Luwu Utara, Kampung ODF Pertama yang Berhasil Raih Penghargaan

Bertempat di Ballroom Jakarta Theater Bupati Luwu Utara, Arifin Djunaidi yang didampingi Kepala Dinas Kesehatan-nya, Nurhusnah menerima penghargaan MDGs Award 2013 yang diserahkan langsung oleh Wicaksono Saroso, Direktur Executif Kemitraan Bagi Pembaruan Tata Pemerintahan.3_luwu utara

Bukan hanya disaksikan oleh Utusan Khusus Kepresidenan RI untuk MDGs, Nila F. Moeloek, pemberian penghargaan tersebut juga disaksikan langsung oleh Menteri Kesehatan, Nafsiah Mboi. Di mana, pada kesempatan itu Luwu Utara berhasil menerima dua penghargaan sekaligus, salah satunya ialah untuk kategori layanan air bersih dan sanitasi dalam program kampung ODF (Open Defecation Free/Stop BABS).

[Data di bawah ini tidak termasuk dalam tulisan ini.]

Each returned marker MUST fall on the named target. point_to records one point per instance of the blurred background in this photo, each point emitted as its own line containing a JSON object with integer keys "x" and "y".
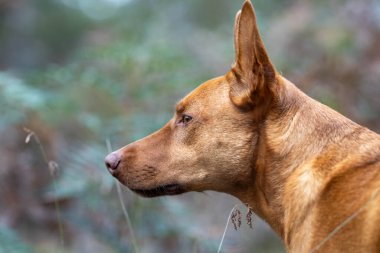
{"x": 80, "y": 72}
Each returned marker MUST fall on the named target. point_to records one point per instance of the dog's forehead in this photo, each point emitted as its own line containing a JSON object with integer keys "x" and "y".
{"x": 206, "y": 92}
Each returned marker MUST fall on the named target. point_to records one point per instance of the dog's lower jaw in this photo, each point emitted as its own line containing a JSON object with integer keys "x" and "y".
{"x": 169, "y": 189}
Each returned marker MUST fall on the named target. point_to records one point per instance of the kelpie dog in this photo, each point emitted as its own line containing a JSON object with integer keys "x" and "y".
{"x": 308, "y": 171}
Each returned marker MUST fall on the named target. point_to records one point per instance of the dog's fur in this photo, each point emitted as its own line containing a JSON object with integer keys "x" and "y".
{"x": 301, "y": 166}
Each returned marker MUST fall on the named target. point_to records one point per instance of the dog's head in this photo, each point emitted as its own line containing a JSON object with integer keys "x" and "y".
{"x": 211, "y": 142}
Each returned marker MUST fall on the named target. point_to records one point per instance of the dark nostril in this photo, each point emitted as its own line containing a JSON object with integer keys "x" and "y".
{"x": 112, "y": 161}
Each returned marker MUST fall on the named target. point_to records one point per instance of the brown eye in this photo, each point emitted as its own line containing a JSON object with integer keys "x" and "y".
{"x": 184, "y": 120}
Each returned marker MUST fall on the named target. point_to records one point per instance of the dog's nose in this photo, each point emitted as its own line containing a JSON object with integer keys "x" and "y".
{"x": 112, "y": 161}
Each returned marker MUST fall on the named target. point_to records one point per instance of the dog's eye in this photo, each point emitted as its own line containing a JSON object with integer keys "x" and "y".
{"x": 184, "y": 120}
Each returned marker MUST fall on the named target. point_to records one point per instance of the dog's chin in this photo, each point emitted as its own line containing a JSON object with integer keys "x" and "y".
{"x": 169, "y": 189}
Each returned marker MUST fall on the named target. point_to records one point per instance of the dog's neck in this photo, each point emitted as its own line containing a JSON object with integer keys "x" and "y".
{"x": 296, "y": 130}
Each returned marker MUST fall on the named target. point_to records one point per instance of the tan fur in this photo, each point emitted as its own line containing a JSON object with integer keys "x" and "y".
{"x": 300, "y": 165}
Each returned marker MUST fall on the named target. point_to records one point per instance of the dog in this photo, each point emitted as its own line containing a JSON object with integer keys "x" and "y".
{"x": 310, "y": 173}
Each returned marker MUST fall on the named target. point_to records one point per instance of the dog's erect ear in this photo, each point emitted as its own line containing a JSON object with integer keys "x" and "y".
{"x": 253, "y": 69}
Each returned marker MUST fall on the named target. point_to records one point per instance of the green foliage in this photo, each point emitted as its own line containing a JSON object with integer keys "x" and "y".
{"x": 12, "y": 242}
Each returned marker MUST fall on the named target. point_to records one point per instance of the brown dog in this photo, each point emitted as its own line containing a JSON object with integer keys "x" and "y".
{"x": 311, "y": 173}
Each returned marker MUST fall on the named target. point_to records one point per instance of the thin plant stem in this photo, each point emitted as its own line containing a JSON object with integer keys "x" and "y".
{"x": 125, "y": 212}
{"x": 53, "y": 167}
{"x": 226, "y": 227}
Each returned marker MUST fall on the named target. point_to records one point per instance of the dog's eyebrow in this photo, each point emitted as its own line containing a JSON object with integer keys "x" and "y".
{"x": 180, "y": 107}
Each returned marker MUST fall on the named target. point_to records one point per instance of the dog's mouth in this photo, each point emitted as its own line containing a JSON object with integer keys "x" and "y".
{"x": 169, "y": 189}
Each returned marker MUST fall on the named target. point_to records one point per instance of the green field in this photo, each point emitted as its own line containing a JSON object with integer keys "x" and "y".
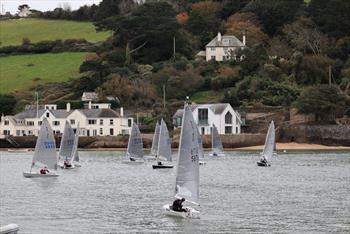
{"x": 21, "y": 72}
{"x": 12, "y": 32}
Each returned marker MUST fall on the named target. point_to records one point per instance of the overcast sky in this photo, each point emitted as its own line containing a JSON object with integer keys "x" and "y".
{"x": 43, "y": 5}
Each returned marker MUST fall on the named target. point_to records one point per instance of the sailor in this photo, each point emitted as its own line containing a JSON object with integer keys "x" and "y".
{"x": 177, "y": 205}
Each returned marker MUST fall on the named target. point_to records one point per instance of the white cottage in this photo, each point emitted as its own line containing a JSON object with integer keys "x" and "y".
{"x": 222, "y": 115}
{"x": 223, "y": 48}
{"x": 92, "y": 122}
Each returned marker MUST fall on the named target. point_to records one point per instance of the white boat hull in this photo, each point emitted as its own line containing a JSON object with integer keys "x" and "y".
{"x": 191, "y": 212}
{"x": 11, "y": 228}
{"x": 36, "y": 174}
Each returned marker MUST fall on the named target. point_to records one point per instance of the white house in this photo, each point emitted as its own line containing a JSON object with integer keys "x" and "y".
{"x": 92, "y": 122}
{"x": 222, "y": 115}
{"x": 223, "y": 48}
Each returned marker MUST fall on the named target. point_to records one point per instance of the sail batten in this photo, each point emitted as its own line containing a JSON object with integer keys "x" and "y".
{"x": 164, "y": 143}
{"x": 45, "y": 148}
{"x": 187, "y": 177}
{"x": 135, "y": 146}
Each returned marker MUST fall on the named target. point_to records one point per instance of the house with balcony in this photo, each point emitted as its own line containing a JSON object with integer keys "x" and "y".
{"x": 222, "y": 115}
{"x": 92, "y": 121}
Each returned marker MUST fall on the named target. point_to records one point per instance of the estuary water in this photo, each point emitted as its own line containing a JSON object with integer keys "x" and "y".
{"x": 302, "y": 192}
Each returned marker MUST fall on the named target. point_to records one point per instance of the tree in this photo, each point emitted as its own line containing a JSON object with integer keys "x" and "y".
{"x": 7, "y": 104}
{"x": 332, "y": 16}
{"x": 247, "y": 23}
{"x": 274, "y": 13}
{"x": 322, "y": 100}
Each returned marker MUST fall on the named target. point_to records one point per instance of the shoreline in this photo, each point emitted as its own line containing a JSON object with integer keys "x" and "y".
{"x": 279, "y": 147}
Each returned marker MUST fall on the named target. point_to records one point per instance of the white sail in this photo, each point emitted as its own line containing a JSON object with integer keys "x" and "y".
{"x": 216, "y": 141}
{"x": 45, "y": 148}
{"x": 155, "y": 140}
{"x": 187, "y": 177}
{"x": 269, "y": 142}
{"x": 135, "y": 146}
{"x": 67, "y": 143}
{"x": 164, "y": 144}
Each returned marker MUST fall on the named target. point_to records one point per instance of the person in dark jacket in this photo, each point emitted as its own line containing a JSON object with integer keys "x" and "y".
{"x": 177, "y": 205}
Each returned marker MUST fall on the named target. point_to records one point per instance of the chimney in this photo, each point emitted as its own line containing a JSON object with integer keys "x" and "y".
{"x": 219, "y": 37}
{"x": 244, "y": 40}
{"x": 68, "y": 106}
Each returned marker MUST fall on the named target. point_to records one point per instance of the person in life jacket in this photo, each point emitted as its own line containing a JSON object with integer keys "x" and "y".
{"x": 177, "y": 205}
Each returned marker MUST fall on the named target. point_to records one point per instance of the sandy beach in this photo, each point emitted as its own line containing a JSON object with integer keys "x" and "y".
{"x": 296, "y": 146}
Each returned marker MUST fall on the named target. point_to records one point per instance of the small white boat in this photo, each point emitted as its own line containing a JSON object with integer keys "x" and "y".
{"x": 45, "y": 159}
{"x": 217, "y": 149}
{"x": 134, "y": 154}
{"x": 187, "y": 176}
{"x": 11, "y": 228}
{"x": 270, "y": 145}
{"x": 163, "y": 154}
{"x": 17, "y": 150}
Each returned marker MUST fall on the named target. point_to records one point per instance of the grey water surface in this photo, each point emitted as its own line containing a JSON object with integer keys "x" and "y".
{"x": 302, "y": 192}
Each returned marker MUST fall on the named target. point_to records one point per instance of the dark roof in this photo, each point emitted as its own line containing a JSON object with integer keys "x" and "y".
{"x": 32, "y": 114}
{"x": 232, "y": 41}
{"x": 100, "y": 113}
{"x": 217, "y": 108}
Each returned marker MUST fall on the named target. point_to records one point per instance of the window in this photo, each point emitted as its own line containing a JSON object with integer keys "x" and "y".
{"x": 30, "y": 123}
{"x": 228, "y": 118}
{"x": 202, "y": 116}
{"x": 92, "y": 121}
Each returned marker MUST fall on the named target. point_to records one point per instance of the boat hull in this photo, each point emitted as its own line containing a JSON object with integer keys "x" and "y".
{"x": 36, "y": 174}
{"x": 11, "y": 228}
{"x": 191, "y": 212}
{"x": 162, "y": 166}
{"x": 262, "y": 164}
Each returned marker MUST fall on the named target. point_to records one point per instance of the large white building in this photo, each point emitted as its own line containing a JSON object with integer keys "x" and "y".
{"x": 223, "y": 48}
{"x": 222, "y": 115}
{"x": 93, "y": 121}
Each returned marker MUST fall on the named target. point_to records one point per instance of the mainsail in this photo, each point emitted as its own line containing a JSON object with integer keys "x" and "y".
{"x": 135, "y": 146}
{"x": 216, "y": 141}
{"x": 67, "y": 142}
{"x": 155, "y": 140}
{"x": 269, "y": 142}
{"x": 187, "y": 177}
{"x": 164, "y": 144}
{"x": 45, "y": 148}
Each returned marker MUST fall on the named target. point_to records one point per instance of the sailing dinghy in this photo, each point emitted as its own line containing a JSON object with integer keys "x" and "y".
{"x": 270, "y": 145}
{"x": 45, "y": 157}
{"x": 134, "y": 152}
{"x": 155, "y": 141}
{"x": 217, "y": 149}
{"x": 187, "y": 177}
{"x": 164, "y": 148}
{"x": 66, "y": 147}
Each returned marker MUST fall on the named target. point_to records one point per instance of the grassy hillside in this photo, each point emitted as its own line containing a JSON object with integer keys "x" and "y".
{"x": 13, "y": 31}
{"x": 20, "y": 72}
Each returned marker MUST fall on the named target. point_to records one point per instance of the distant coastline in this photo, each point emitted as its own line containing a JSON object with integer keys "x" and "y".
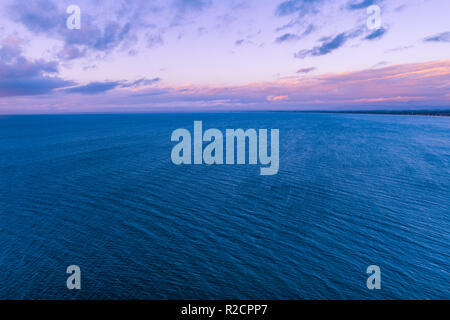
{"x": 434, "y": 113}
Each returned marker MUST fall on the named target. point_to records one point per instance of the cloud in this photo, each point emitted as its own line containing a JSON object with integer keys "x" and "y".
{"x": 353, "y": 5}
{"x": 20, "y": 76}
{"x": 293, "y": 37}
{"x": 101, "y": 87}
{"x": 441, "y": 37}
{"x": 306, "y": 70}
{"x": 46, "y": 17}
{"x": 329, "y": 44}
{"x": 377, "y": 34}
{"x": 191, "y": 5}
{"x": 141, "y": 82}
{"x": 287, "y": 37}
{"x": 326, "y": 47}
{"x": 300, "y": 7}
{"x": 94, "y": 87}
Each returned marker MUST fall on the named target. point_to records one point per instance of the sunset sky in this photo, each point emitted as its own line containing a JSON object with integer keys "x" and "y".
{"x": 210, "y": 55}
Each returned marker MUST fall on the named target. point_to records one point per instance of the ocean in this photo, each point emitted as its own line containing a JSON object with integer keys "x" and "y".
{"x": 101, "y": 192}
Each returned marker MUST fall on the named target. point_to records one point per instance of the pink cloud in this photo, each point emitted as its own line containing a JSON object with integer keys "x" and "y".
{"x": 404, "y": 86}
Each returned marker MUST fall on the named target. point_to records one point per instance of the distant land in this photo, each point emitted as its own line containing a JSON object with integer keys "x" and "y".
{"x": 436, "y": 113}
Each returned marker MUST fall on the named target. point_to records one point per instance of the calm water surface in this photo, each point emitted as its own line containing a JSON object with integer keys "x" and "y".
{"x": 101, "y": 192}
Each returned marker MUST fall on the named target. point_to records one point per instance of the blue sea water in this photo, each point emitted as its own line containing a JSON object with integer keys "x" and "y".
{"x": 101, "y": 192}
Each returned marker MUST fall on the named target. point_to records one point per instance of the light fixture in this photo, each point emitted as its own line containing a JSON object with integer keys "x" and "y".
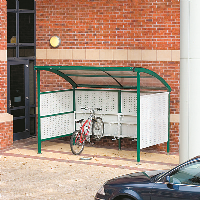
{"x": 55, "y": 41}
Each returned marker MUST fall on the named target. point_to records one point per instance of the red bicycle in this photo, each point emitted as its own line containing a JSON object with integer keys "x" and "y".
{"x": 92, "y": 124}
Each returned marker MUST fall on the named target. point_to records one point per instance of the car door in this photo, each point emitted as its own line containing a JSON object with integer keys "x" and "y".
{"x": 183, "y": 183}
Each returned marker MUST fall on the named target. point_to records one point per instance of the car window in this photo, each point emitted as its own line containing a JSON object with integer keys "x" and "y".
{"x": 189, "y": 174}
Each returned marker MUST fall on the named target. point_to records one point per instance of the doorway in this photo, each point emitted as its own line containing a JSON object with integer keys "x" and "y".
{"x": 21, "y": 50}
{"x": 21, "y": 98}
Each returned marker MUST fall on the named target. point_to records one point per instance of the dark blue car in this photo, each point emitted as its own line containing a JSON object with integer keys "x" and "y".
{"x": 182, "y": 182}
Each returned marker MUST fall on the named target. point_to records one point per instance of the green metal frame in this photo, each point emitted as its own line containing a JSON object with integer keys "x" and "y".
{"x": 106, "y": 70}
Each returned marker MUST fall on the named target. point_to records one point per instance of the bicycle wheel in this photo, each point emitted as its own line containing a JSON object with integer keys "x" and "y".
{"x": 76, "y": 145}
{"x": 97, "y": 128}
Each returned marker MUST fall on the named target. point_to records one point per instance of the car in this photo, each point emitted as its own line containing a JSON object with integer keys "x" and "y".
{"x": 181, "y": 182}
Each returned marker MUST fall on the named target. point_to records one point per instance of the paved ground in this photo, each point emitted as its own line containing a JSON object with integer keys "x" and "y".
{"x": 58, "y": 174}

Dalam kategori ini, Luwu Utara berhasil menyisihkan finalis lainnya yang ada dalam kategori layanan air bersih dan sanitasi, para finalis tersebut ialah Pemerintah Kabupaten Banjar dengan program “ Waste to Energy”, Pemerintah Kabupaten  Bantul, DIY dengan program Penyediaan Air Bersih, dan Pemerintah Kota Surabaya, Jawa Timur dalam program Pemberdayaan Masyarakat menuju Pengelolaan Sampah Mandiri.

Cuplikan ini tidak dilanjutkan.